Titik balik film pun dimulai. Mulai dari sini, film memasuki masa sunyi, dan hebatnya Ang Lee bersama sinematografer Claudio Miranda dan tim visual Rhythm & Hues berhasil mengakali hal ini dengan tampilan gambar nan memukau. Pengalaman Miranda di film The Curious Case of Benjamin Button dan Tron: Legacy berbicara banyak. Detail laut serta lingkungan sekitarnya nyaris sempurna. Fauna-fauna laut, visualisasi langit dan bintang yang begitu indah, begitu halusnya bulu Richard Parker hingga suasana laut yang glowing in the dark waktu malam pun seolah tampak sebagai lukisan raksasa nan indah yang membentang di dalam studio bioskop. Tensi cerita yang sedikit menurun berhasil ditutupi dengan baik oleh aspek visual. Menonton versi 3D film ini akan jauh lebih berharga, kedalaman gambar yang ditampilkan sangat detail. Mata anda akan dipuaskan hingga titik orgasme.




Pi Patel: ".....it is important not to lose hope."

Life of Pi semakin lengkap dengan music score yang pas dan adaptasi naskah David Magee yang berhsil diterjemahkan dengan baik dari novelnya. Naskah dan dialog yang ada benar-benar kuat dan menghinoptis penonton. Ditambah lagi dengan performa akting kelas satu dari Suraj Sharma. Meski berstatus sebagai pendatang baru di dunia film (bahkan ini merupakan debutnya di layar lebar), Suraj berhasil mewujudkan karakter Pi yang religius, cerdas, hingga emosional dengan begitu baik. Masih ingatkah anda dengan Tom Hanks yang berakting sendirian dan bertingkah layaknya orang gila, berbicara dengan sebuah bola voli di nyaris sepanjang film Cast Away? Akting Suraj mengingatkan kita kepada karakter Hanks tersebut.

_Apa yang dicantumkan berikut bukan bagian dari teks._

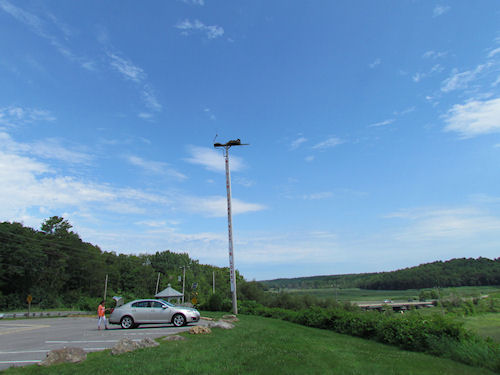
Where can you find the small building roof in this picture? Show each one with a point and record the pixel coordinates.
(168, 292)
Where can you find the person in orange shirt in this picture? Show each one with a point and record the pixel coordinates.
(101, 313)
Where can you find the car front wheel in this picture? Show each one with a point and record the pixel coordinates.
(127, 322)
(179, 320)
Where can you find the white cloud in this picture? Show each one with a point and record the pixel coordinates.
(494, 52)
(150, 99)
(216, 206)
(16, 116)
(461, 80)
(194, 2)
(328, 143)
(50, 148)
(382, 123)
(437, 68)
(318, 196)
(446, 223)
(41, 26)
(440, 10)
(145, 115)
(474, 118)
(126, 68)
(27, 184)
(129, 71)
(434, 55)
(296, 143)
(213, 160)
(155, 167)
(211, 32)
(375, 63)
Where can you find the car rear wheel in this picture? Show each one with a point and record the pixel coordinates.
(127, 322)
(179, 320)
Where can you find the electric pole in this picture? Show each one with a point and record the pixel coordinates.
(232, 274)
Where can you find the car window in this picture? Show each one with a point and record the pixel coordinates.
(142, 304)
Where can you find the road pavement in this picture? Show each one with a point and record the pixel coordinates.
(27, 341)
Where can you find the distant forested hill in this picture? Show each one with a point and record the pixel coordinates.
(452, 273)
(58, 269)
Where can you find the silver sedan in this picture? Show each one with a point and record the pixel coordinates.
(152, 311)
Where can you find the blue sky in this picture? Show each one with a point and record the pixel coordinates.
(373, 128)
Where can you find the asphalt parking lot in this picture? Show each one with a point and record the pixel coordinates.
(27, 341)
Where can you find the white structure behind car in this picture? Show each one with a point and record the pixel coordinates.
(152, 311)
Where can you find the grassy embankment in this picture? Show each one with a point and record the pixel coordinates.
(263, 346)
(485, 325)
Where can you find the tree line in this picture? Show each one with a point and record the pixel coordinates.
(451, 273)
(57, 268)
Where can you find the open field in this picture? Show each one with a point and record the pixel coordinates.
(365, 295)
(264, 346)
(485, 325)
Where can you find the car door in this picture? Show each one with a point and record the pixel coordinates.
(159, 314)
(141, 311)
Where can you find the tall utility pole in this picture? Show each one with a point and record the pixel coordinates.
(157, 283)
(183, 282)
(226, 147)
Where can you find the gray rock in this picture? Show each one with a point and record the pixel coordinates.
(124, 346)
(127, 345)
(147, 343)
(199, 330)
(221, 324)
(174, 338)
(64, 355)
(230, 318)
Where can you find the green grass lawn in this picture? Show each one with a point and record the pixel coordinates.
(485, 325)
(263, 346)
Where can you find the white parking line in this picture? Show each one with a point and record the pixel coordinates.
(48, 350)
(78, 342)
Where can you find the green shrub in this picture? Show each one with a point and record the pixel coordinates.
(435, 334)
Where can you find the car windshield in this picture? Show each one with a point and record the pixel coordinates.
(167, 303)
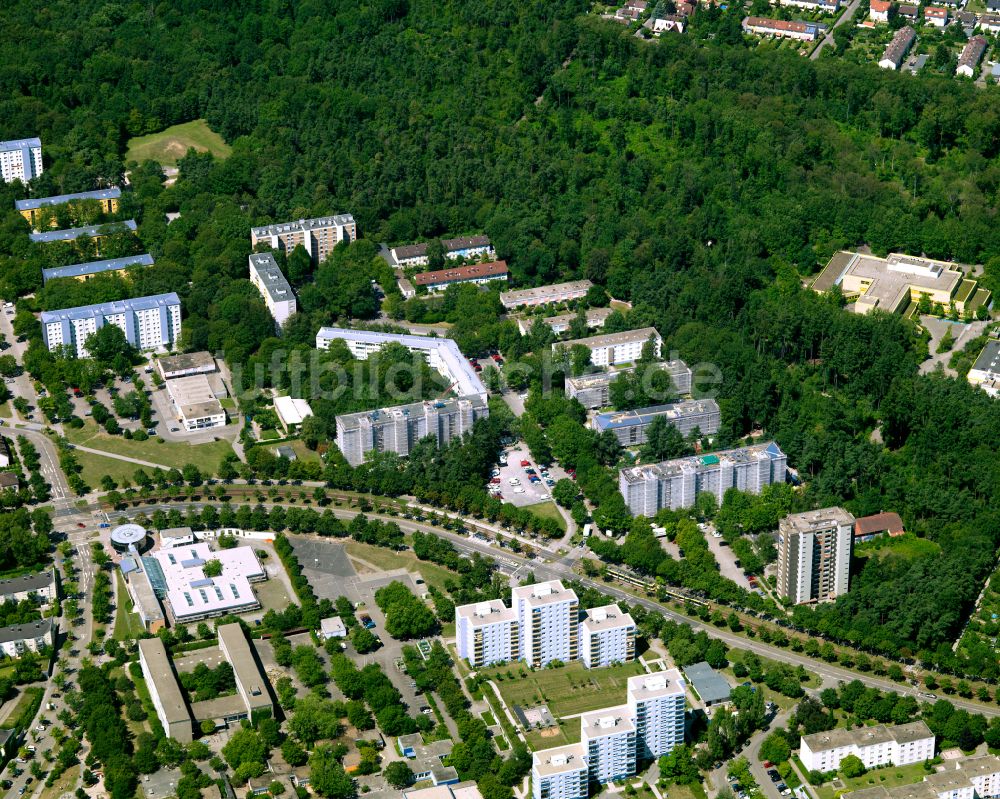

Above all, inti dari film ini adalah petualangan Pi dalam mencari jati diri didasari konflik batin dan spiritual yang terhampar di pertengahan hingga akhir film. Apa yang akan anda lakukan jika berada di posisi Pi, itulah pertanyaan tersirat yang terselip setelah menonton film ini. Emosi penonton pun dibawa naik turun dari awal hingga akhir cerita, membuat Life of Pi sama sekali tak layak untuk ditinggal ke toilet saat film masih berlangsung.

Akhirnya saat credit title mulai muncul di layar bioskop, saya hanya bisa termenung takjub atas visualisasi novel Martel yang benar-benar di luar ekspektasi. Tak salah jika memasukkan Life of Pi sebagai salah satu nominasi Oscar 2013, terutama dari segi teknis dan naskah.